Karbowski K
Neurologische Universitätsklinik, Inselspital, Bern.
Schweiz Rundsch Med Prax. 1991 Sep 3;80(36):892-5.
There are many different causes for an alternate outbreak of different seizure manifestations in the same patient. According to Herpin's 'law of identity', this is more a question of differing degrees of intensity of the same seizure type. Subsequently, minor or partial seizures are to be interpreted as rudimentary forms of 'major' seizures. This may be true for some, but not for all cases. It would be daring to maintain that a typical absence is a rudimentary form of a 'grand mal' seizure. Their mutual pathogenetic relations are unknown. A series of other cases would likewise go beyond the scope of Herpin's law. A patient can show, even during a cerebral condition of the same etiology, several different localized epileptogenic foci which 'flame up' alternately and initiate different types of seizures. Progressive cerebral illnesses can lead to a change in the original seizure symptoms and can also trigger off additional seizure forms. This can occasionally occur during medication. Finally, it is necessary to consider the possibility of an alternate outbreak of epileptic and nonepileptic seizures in the same patient.

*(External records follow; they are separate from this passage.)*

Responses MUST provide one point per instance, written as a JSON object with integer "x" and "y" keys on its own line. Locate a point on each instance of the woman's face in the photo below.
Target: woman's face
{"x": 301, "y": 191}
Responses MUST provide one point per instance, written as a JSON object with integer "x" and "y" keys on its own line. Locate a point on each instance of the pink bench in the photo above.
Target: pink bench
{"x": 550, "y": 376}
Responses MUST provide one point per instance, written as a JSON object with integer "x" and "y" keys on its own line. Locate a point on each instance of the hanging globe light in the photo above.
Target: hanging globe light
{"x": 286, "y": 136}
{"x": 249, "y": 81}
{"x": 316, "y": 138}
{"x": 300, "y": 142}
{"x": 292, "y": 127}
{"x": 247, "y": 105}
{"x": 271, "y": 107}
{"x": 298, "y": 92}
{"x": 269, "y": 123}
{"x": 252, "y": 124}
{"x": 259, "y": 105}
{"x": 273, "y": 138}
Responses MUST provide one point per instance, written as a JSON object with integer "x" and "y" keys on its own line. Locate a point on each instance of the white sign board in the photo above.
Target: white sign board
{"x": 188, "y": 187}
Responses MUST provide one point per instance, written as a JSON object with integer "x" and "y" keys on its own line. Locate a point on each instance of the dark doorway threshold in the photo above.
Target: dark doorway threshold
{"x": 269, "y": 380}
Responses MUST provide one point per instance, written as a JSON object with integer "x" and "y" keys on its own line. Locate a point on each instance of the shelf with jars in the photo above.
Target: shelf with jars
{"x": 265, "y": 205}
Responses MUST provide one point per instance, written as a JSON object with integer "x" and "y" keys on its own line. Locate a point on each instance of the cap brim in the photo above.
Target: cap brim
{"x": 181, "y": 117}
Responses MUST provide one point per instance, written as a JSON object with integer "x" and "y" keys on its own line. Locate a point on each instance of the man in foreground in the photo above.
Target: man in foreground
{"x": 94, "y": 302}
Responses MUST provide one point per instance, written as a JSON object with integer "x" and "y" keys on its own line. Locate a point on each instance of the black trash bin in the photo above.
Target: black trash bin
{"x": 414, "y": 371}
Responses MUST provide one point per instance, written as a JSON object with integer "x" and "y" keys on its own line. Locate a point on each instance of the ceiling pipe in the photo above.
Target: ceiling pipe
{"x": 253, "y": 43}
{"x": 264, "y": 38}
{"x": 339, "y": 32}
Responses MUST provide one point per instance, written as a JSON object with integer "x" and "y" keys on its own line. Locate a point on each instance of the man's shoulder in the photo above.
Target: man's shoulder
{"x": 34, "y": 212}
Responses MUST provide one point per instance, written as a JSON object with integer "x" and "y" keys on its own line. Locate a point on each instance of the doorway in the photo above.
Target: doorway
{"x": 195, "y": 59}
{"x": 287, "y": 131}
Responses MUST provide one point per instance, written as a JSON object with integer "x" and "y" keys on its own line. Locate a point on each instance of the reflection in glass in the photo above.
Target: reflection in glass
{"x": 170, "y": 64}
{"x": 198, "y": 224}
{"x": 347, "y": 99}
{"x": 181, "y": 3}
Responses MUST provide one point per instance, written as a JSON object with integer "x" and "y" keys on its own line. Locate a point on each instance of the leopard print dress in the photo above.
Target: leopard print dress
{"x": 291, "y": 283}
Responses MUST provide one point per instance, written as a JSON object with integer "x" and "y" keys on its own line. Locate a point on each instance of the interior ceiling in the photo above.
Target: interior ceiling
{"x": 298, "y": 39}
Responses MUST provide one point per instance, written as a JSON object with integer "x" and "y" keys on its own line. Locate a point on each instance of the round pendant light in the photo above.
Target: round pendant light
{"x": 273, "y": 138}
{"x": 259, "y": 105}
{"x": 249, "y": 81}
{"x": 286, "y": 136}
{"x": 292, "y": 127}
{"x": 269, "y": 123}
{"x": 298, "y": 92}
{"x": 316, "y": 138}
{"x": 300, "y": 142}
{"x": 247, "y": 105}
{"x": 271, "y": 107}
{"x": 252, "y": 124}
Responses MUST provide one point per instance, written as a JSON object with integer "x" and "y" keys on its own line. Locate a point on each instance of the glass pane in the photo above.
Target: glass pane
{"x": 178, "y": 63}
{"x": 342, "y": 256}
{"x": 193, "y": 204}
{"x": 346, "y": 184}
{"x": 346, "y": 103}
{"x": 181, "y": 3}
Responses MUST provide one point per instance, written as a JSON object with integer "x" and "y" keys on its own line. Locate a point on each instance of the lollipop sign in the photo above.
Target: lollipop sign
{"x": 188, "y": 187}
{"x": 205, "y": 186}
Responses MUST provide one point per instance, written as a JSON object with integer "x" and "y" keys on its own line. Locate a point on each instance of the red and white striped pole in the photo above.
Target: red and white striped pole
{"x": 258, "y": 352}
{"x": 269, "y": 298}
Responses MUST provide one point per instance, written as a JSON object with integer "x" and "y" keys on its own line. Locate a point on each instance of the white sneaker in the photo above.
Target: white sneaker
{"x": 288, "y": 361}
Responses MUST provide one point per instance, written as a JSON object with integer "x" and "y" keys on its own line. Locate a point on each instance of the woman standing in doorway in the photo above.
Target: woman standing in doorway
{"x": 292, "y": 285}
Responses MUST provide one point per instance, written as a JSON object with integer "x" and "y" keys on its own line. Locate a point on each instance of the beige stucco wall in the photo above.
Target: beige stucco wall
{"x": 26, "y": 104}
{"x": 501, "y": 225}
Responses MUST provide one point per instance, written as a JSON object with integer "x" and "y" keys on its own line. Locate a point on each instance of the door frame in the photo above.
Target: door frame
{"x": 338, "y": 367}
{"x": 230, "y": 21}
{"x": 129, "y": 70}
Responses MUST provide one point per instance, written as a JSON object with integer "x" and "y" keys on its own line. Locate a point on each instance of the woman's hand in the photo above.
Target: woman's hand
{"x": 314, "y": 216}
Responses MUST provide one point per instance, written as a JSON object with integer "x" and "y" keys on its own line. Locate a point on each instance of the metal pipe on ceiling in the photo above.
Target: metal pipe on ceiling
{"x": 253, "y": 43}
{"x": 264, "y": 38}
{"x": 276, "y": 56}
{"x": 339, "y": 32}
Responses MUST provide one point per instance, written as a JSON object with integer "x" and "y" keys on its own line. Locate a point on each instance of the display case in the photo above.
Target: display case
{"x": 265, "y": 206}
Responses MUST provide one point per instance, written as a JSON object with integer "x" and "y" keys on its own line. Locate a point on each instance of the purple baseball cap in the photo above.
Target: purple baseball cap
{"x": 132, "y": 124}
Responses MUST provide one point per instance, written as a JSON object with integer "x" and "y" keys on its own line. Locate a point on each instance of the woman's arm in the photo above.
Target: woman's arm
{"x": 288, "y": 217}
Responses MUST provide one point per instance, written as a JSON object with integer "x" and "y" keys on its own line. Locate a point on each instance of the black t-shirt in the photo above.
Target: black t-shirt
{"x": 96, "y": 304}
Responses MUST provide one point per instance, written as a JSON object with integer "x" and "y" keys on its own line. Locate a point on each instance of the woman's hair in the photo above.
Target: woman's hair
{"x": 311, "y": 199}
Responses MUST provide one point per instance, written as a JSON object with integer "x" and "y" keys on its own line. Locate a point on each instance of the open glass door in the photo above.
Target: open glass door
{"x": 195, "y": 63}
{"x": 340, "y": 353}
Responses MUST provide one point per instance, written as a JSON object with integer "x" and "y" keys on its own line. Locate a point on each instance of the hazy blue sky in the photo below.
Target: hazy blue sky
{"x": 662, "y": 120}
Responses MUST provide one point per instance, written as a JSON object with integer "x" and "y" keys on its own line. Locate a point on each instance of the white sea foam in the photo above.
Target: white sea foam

同一患者交替出现不同发作表现有许多不同原因。根据埃尔潘的“同一性法则”,这更多是同一发作类型不同强度程度的问题。随后,轻微或部分性发作应被解释为“全身性”发作的初级形式。这对某些情况可能是正确的,但并非对所有情况都如此。断言典型失神发作是“癫痫大发作”的初级形式是大胆的。它们相互的发病机制关系尚不清楚。一系列其他情况同样超出了埃尔潘法则的范围。即使在病因相同的脑部疾病期间,患者也可能表现出几个不同的局限性致痫灶,这些致痫灶交替“发作”并引发不同类型的发作。进行性脑部疾病可导致原始发作症状的改变,也可引发额外的发作形式。这偶尔会在用药期间发生。最后,有必要考虑同一患者癫痫发作和非癫痫发作交替出现的可能性。